Mass transfer is the underlying phenomenon for a large number of industrially important separation processes in unit operations. Consequently, some introductory treatment of mass transfer is provided in courses and in textbooks on unit operations. Most often, however, each unit operations (e.g., distillation, absorption) are studied individually, rather than as a comprehensive topic. Hence the common underpinning in the modeling of various separation processes is often not clear without a proper study of fundamentals of mass transfer.
Mass transfer is often accompanied by a chemical reaction. A detailed study of this coupling is important in heterogeneous reaction (systems with two or more phases) analysis. It turns out that most of the industrially important chemicals are made by a heterogeneous reaction in which two or more phases are contacted. Hence the central theme in reactor design and scale-up is, most often, the evaluation of the coupling between mass transfer rate and chemical reaction rate.
1.1.1 What Is Interfacial Mass Transfer?
Interfacial mass transfer refers to a situation in which a species A crosses from one phase to another across the interface separating the two phases. Examples are widespread in the field of unit operations. In liquid–liquid extraction, for instance, species A in a mixture of A and B in one phase can be separated by contact with an immiscible solvent in which A is preferentially more soluble, resulting in an interfacial transport of A from the first phase to the solvent phase.
An important consideration here is that the concentration is a discontinuous function at the interface between the two phases (the concentration jump).
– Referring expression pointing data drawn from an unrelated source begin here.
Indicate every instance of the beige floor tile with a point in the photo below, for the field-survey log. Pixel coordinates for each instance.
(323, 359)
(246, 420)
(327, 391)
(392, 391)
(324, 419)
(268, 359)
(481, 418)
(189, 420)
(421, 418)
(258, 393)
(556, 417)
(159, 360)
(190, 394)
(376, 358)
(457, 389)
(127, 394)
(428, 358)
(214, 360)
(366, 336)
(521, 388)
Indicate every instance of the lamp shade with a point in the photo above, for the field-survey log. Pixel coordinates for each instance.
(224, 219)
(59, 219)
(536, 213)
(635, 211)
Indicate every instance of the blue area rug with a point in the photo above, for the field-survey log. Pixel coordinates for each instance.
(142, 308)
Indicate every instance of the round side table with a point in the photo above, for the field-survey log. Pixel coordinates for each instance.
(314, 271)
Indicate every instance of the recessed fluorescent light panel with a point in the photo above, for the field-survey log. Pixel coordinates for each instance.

Thus, if x = 0 is the location of the plane separating the two interfaces (for example, a gas phase and a liquid phase), the concentration of a species A at the gas side (say, x = 0–) is different from that at x = 0+, the liquid side of the interface. As an example, consider the air–water interface. The oxygen concentration on the air side of the interface is much larger then the oxygen concentration on the water side of the interface, and the two are related by the thermodynamics of phase equilibrium or the solubility relationship. Hence thermodynamic relations are needed in interfacial mass transfer analysis. This is another distinguishing feature of mass transport. In contrast, in momentum and heat transport, the corresponding quantities—namely, velocity and temperature—are continuous functions at an interface for most common situations.
1.1.2 What Causes Mass Transfer?
Mass transfer is caused by a combined process of diffusion and convection. Diffusion is an effect of molecular- or atomic-level interactions. For example, in a gas, the molecules are in a state of random motion, so there is tendency for concentration to equalize. Thus, if a concentration difference for species A exists between two points, then the molecular motion causes a net transport of A from a region of higher concentration to a region of lower concentration. (Note: There are a few cases in which mass transfer can occur from lower to higher concentration; these are discussed in Chapter 7.)
The phenomenon of diffusion is similar to heat conduction, in which a temperature difference causes a flow of heat from a higher-temperature location to a lower-temperature location. Diffusion may also be interpreted on the basis of the thermodynamics involved. If a chemical potential difference exists between two points, the natural tendency toward equilibrium is that the chemical potential should become the same at these points. Thus diffusion is caused by a gradient in chemical potential.
Convection refers to transport by bulk motion. If we add sugar to a mug of coffee and stir it, the dissolution rate is increased due to the fluid motion caused by stirring. Transfer of a pollutant from one location to another by wind is an another example of convection.